Brorhilkers Rücktritt war ein Schock für viele, da sie als eine der wenigen Personen galt, die die Komplexität des Cum-Ex-Skandals vollständig verstanden und die Entschlossenheit besaßen, die daran Beteiligten zur Rechenschaft zu ziehen. Ihr Rücktritt wurde als ein Ausdruck von Frustration und Enttäuschung über die mangelnde Unterstützung und Ressourcen zur Bekämpfung von Finanzkriminalität in Deutschland interpretiert.

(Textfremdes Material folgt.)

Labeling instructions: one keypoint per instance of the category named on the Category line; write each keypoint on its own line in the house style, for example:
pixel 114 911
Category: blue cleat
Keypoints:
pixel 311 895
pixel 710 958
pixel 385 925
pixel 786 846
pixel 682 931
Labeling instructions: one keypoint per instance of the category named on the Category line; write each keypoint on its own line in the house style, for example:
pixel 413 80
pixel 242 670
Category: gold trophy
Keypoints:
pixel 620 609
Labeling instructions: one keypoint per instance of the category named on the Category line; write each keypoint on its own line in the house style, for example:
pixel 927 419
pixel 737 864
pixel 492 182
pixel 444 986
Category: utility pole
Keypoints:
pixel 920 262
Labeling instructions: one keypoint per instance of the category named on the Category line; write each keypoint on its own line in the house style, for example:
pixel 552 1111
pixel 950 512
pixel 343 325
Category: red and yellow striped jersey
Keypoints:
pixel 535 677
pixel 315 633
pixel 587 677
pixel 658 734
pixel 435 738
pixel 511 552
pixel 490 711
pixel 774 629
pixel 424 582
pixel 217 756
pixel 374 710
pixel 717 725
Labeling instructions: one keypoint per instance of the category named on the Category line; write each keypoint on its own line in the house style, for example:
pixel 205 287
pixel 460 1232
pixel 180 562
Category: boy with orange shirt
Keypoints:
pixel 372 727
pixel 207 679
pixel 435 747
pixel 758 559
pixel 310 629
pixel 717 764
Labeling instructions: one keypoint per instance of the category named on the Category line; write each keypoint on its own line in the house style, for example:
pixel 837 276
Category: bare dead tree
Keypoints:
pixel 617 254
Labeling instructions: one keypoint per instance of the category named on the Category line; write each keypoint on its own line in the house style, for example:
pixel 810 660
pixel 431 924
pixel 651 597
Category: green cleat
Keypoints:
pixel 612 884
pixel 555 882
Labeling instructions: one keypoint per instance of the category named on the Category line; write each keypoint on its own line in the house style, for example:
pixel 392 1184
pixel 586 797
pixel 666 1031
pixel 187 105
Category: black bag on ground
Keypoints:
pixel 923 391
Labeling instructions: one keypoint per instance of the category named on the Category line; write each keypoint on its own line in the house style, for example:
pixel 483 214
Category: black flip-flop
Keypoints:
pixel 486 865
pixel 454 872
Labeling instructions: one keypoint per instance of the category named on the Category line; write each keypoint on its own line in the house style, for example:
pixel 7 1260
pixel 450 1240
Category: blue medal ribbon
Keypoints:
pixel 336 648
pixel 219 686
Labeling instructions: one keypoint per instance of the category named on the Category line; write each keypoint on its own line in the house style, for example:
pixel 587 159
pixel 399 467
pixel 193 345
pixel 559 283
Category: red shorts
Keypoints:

In einem Exklusivinterview mit dem Westdeutschen Rundfunk (WDR) äußerte Brorhilker ihre Unzufriedenheit mit der Art und Weise, wie Finanzkriminalität in Deutschland verfolgt wird. Ihrer Ansicht nach leidet der Ansatz des Landes zur Bekämpfung der Finanzkriminalität unter strukturellen Defiziten, darunter mangelnder Zusammenarbeit und Zentralisierung, die durch das föderale System noch verschärft werden. 

Brorhilker betonte weiter, dass Lobbying-Aktivitäten, die nur für den Bundestag registriert sind, es Finanzinstituten ermöglichen, ihre Interessen in Gerichtsverfahren durchzusetzen. Nach ihrem Rücktritt will sich Brorhilker als Direktorin der NGO Finanzwende in Berlin für Reformen im Kampf gegen Finanzkriminalität einsetzen.

Reaktionen auf den Rücktritt

Der Rücktritt von Brorhilker hat eine breite Diskussion ausgelöst. Der NRW-Justizminister bedauerte ihren Rücktritt und betonte die Bedeutung einer effektiven Verfolgung der Cum-Ex-Straftaten. Die Oppositionsfraktionen forderten indes eine ausführliche Aufklärung des Falles im Rechtsausschuss des Landtags.

Auswirkungen auf die Ermittlungen

Trotz Brorhilkers Rücktritt dürften die Ermittlungen im Cum-Ex-Skandal fortgesetzt werden, da ein großes Team von über 30 Staatsanwälten und vier Abteilungsleitern an den Fällen arbeitet. Dennoch bedeutet ihr Ausscheiden einen Rückschlag für die Aufarbeitung des Skandals, da viele beteiligte Banken bislang nicht strafrechtlich belangt wurden.

Was ist der Cum-Ex-Skandal?

Der Cum-Ex-Skandal bezieht sich auf eine Form der Steuerhinterziehung, bei der Aktien mit („cum“) und ohne („ex“) Dividendenansprüche in kurzer Zeit zwischen Finanzakteuren hin- und hergeschoben wurden. Am Ende erstattete der Fiskus Banken, Aktienhändlern und Beratern unwissentlich Kapitalertragssteuern, die nie gezahlt worden waren. Dieser Betrug wurde durch ein Netzwerk von Banken, Aktienhändlern, Steuerberatern, Bänkern und Anwälten ermöglicht.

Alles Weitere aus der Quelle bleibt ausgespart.